„Ich möchte zur Erinnerungskultur beitragen“
06 Nov 2023, Posted by Pressemeldungen inRHEINISCHE POST, Interview Matthias Kuchta
06.11.2023, Foto: Kuchta
Langenfeld Mit dem Puppentheaterstück „Helgas Reise nach Riga“ will der Langenfelder Puppenspieler Matthias an die Gräueltaten der Nationalsozialisten erinnern.
Von Viola Gräfenstein In der Pogromnacht am 9. November 1938 brannten deutschlandweit die Synagogen. Auch die Langenfelder Synagoge stand in Flammen. Mit dem Erzählspiel „Helgas Reise nach Riga“ möchte der Puppenspieler Matthias Kuchta zur Erinnerungskultur an die NS-Zeit beitragen. Die Veranstaltung wird vom Verein Kulturgut Langenfeld im Rahmen der Antisemitismuswochen organisiert.
Herr Kuchta, was erzählen Sie in Ihrem Stück „Helgas Reise nach Riga“?
KUCHTA Ich erzähle von dem kurzen Leben der Helga Meyer, die am 9. August 1931 in Langenfeld geboren und mit 13 Jahren in das Konzentrationslager Stutthof bei Danzig gebracht wurde.
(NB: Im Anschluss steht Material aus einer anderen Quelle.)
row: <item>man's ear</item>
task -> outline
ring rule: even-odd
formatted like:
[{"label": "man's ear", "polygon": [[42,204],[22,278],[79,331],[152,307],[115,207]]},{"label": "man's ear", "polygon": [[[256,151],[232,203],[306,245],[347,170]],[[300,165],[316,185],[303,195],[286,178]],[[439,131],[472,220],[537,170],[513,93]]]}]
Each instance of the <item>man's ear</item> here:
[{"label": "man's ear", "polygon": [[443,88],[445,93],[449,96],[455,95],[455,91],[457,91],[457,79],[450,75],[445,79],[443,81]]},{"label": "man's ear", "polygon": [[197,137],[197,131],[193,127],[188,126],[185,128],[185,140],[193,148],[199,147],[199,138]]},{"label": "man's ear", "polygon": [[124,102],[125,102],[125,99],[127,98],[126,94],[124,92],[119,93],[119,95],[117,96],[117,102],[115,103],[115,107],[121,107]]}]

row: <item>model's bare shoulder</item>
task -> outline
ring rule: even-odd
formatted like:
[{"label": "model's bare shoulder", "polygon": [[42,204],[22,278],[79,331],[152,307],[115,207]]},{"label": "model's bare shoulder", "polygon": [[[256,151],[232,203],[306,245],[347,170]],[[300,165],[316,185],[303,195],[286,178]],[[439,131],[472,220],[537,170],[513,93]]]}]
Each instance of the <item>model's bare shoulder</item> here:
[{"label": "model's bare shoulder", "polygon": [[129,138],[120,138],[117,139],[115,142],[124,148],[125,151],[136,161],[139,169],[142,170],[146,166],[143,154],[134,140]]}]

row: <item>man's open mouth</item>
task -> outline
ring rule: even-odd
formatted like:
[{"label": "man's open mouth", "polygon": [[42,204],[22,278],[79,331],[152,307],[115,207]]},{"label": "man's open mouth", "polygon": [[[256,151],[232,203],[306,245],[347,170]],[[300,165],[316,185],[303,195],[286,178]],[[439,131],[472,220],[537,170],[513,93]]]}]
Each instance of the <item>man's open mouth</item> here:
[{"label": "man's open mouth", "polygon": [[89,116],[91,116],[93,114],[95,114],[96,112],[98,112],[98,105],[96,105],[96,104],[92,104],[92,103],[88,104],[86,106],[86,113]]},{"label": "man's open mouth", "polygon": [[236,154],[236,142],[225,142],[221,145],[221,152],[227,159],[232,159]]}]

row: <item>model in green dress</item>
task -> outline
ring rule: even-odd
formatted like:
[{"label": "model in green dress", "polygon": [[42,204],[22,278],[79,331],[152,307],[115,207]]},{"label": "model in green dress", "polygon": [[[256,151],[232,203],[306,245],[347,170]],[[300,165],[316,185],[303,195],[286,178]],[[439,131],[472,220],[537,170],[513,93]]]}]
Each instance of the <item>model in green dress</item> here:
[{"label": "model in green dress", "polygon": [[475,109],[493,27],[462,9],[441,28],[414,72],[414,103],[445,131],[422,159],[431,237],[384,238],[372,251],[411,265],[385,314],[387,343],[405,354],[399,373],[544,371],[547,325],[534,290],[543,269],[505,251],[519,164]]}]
Was mit ihr passierte, ist unklar. Helga gilt als verschollen.
Ihr Erzählstück beruht auf Fakten. Zugleich spielen Sie fiktive Szenen aus dieser Zeit einer jüdischen Familie im nationalsozialistischen Langenfeld nach. Was wollen Sie damit bewirken?
KUCHTA Ich möchte nicht nur zeigen, wie sich der Alltag einer jüdischen Familie in Deutschland durch die zahlreichen Verordnungen, die es für Jüdinnen und Juden gab, veränderte, sondern auch, wie das perfide Gedankengut des Nationalsozialismus immer stärker das Denken und Handeln der deutschen Gesellschaft beeinflusste. Die Familie Meyer aus Langenfeld ist nur ein Beispiel für die vielen anderen jüdischen Familien in Deutschland.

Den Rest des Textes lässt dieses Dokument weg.